The statue was created in 1994 by sculptor Michael Pegler. The ram has played an important role in Derby Regimental history since 1858 when it first became a mascot. According to military history, the commanding officer of the regiment saw a fine ram tethered in an Indian temple yard. He acquired the ram, which was the beginning of a long, illustrious career for the animal and its successors.

VIII. Opposite the Ram Statue turn right into Exchange Street. At the end of the street opposite Osnabruck Square go to the right along Albert Street and then turn right again into the Morledge.   


The Corn Exchange was built in 1861, opening the following year. Following long-standing complaints that corn dealers were obstructing the footpaths in the Corn Market. It became the Palace Theatre of Varieties in 1897 and 22 years later the Palais de Danse. During the 1900s, it contained luxurious lounges, tea and supper rooms. In 1929, the Derby Evening Telegraph took it over for offices before leaving fifty years later.


Named after Derby’s twin city in Germany, a stone pillar in the centre of the square announces that the German city is 500 miles away. The fish market that once stood in the square was demolished in 1981, and re-sited in the Lockup Yard off the Cornmarket.
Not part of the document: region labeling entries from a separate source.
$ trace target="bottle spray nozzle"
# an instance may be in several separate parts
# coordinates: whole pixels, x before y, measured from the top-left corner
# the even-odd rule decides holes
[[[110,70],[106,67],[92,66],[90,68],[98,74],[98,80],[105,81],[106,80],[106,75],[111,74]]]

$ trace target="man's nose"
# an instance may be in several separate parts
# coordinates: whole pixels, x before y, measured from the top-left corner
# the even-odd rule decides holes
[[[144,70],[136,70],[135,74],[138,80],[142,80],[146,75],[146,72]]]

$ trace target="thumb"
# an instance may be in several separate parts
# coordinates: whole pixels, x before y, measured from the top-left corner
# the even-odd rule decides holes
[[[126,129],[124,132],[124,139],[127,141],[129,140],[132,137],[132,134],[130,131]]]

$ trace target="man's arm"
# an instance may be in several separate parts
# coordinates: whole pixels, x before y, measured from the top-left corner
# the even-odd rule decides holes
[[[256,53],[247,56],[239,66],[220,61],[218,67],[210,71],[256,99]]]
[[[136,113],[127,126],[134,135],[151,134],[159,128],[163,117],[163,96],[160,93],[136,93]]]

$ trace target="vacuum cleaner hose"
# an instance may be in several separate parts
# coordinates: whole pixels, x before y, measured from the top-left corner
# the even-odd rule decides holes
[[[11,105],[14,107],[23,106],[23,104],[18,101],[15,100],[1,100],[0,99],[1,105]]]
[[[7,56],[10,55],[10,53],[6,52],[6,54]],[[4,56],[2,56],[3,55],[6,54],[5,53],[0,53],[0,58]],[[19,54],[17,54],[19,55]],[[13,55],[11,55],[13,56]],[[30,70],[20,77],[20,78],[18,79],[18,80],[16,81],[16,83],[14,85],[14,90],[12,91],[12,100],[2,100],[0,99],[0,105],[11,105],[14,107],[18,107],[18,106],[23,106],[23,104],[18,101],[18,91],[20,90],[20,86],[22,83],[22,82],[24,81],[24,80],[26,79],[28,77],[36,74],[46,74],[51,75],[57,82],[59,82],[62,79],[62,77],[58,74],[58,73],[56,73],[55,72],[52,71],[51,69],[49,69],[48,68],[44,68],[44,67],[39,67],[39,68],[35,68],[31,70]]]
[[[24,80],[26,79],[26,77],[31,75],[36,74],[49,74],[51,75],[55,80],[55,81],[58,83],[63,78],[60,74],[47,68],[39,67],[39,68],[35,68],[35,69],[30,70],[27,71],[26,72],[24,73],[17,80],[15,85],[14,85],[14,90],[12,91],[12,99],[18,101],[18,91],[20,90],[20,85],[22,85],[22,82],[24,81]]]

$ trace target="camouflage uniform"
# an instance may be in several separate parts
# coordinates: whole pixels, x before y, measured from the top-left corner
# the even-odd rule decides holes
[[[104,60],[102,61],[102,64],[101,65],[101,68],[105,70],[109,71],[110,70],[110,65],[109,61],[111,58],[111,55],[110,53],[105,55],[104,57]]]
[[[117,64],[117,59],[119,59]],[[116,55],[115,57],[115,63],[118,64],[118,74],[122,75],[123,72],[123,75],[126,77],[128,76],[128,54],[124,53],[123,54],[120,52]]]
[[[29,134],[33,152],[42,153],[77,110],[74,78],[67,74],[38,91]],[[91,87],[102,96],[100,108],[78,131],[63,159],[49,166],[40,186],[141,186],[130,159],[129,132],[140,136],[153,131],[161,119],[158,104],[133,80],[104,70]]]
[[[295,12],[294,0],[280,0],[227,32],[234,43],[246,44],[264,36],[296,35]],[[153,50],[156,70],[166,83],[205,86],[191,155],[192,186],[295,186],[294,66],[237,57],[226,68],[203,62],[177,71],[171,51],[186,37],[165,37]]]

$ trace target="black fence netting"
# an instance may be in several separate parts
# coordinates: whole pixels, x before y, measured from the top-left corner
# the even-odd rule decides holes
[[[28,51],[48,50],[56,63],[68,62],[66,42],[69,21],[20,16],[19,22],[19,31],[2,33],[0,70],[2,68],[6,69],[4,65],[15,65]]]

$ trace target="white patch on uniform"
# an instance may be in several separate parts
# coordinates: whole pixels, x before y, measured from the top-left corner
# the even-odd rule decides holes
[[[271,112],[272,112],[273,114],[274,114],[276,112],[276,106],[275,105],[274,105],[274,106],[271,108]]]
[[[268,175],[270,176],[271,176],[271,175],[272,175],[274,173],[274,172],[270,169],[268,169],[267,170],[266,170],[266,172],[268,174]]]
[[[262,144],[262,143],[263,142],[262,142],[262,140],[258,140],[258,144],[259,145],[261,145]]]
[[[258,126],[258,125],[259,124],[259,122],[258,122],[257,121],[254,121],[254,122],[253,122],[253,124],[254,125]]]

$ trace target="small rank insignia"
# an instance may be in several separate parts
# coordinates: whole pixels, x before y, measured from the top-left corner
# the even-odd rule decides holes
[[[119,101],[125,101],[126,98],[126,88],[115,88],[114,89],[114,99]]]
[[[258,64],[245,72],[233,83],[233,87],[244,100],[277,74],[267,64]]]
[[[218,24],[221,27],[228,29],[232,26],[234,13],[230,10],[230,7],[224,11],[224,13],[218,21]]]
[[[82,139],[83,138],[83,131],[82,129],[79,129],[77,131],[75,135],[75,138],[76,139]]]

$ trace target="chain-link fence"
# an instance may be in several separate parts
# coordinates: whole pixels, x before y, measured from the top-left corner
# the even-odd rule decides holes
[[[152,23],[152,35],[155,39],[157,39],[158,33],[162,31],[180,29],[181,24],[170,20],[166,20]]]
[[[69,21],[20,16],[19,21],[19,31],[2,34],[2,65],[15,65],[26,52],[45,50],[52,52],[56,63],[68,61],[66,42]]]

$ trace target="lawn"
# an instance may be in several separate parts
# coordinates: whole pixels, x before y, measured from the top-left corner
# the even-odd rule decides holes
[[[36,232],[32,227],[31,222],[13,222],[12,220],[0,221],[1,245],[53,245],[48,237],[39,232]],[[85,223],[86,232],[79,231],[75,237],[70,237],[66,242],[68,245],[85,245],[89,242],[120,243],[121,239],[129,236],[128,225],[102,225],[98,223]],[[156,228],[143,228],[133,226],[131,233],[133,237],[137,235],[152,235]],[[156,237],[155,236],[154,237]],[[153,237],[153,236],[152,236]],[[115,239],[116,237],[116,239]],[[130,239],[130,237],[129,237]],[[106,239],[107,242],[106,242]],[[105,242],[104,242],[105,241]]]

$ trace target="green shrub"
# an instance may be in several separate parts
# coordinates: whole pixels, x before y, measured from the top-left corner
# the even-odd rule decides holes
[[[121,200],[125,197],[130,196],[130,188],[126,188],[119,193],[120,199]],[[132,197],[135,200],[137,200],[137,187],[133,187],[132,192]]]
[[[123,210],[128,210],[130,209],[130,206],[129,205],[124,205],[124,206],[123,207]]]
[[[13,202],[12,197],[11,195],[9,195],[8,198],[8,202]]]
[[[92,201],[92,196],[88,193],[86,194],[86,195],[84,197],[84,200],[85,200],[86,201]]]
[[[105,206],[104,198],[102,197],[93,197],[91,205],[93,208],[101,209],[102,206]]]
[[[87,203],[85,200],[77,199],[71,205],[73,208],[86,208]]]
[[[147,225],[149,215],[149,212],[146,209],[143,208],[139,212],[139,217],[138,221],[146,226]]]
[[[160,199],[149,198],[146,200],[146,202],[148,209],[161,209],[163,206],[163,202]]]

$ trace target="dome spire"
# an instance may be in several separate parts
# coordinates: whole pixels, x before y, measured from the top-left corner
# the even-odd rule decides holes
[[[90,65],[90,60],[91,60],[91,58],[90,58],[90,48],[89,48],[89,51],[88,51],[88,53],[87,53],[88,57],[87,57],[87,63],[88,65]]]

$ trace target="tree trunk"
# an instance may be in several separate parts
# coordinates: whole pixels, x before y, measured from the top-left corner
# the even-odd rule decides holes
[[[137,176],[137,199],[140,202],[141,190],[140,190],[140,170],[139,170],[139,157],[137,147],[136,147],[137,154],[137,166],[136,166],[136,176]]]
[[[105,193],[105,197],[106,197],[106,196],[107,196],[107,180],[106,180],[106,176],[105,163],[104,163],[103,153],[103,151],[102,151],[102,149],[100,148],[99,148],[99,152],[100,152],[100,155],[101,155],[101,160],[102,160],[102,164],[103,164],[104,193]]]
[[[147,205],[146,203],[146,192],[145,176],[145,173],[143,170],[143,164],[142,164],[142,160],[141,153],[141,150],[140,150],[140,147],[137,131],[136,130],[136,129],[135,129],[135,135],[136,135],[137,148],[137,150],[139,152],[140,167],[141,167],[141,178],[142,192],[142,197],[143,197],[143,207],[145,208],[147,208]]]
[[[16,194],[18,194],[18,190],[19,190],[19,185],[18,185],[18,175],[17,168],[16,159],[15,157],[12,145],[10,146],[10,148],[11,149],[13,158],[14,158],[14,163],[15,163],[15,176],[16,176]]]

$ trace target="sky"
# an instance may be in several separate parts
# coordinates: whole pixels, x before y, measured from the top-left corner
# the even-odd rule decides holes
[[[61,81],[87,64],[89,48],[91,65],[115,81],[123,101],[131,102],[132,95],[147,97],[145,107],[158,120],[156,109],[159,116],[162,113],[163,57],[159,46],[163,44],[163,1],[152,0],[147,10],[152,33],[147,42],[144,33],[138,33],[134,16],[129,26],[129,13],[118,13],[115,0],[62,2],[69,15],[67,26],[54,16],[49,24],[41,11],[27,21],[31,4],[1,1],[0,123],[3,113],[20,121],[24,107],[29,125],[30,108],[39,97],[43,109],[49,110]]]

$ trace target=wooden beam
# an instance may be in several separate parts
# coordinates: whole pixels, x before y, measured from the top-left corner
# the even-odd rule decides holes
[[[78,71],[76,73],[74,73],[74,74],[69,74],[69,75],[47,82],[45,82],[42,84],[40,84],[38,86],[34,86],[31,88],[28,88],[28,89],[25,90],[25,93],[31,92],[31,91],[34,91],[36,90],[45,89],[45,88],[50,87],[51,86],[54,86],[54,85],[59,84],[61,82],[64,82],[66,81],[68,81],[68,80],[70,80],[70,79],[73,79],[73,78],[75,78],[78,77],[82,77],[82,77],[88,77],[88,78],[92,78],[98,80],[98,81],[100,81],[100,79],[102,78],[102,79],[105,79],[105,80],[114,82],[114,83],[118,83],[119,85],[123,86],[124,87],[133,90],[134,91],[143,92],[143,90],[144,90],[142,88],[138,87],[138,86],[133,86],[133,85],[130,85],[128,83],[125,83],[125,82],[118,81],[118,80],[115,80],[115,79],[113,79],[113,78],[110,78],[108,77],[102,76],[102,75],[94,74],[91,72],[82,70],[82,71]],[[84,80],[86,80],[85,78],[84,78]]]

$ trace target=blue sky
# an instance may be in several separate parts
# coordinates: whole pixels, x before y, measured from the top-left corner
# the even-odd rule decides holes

In 1154, King Henry II granted Derby a charter which gave the town the right to hold markets. As a consequence, Derby developed a tradition of holding a weekly market for cattle, sheep and pigs. Until 1861, markets were held at the Morledge, when they were moved to the Holmes, on the northern side of what later became the bus station. Shortly after its centenary celebrations in 1962 when the Inner Ring Road was constructed. The market moved again to a purpose-built cattle market on Chequers Road which is now closed.


The Crown Court in St Mary’s Gate closed in 1989 and was transferred to the newly built Crown Court on the Morledge. Following the closure and several years of uncertainty, the old County Court has been replaced by the city’s Magistrates Court.

IX.    Return from the Morledge and walk through Osnabruck Square. If entry to the Market Hall is closed continue down the side to reach the Quad and the start of the walk.


The Borough architect and surveyor designed the covered market Hall in 1864. It had a spectacular vaulted roof using iron from a nearby foundry. The Market Hall opened for business on 29 May 1866, when it was given a rousing welcome with a gala concert and choir who sang the Messiah. It has recently been the focus of significant redevelopment.

X.   The galleried Market Hall is worthy of close inspection. Before leaving over the wooden cobbles and re-entering the marketplace and returning to the starting point of the walk.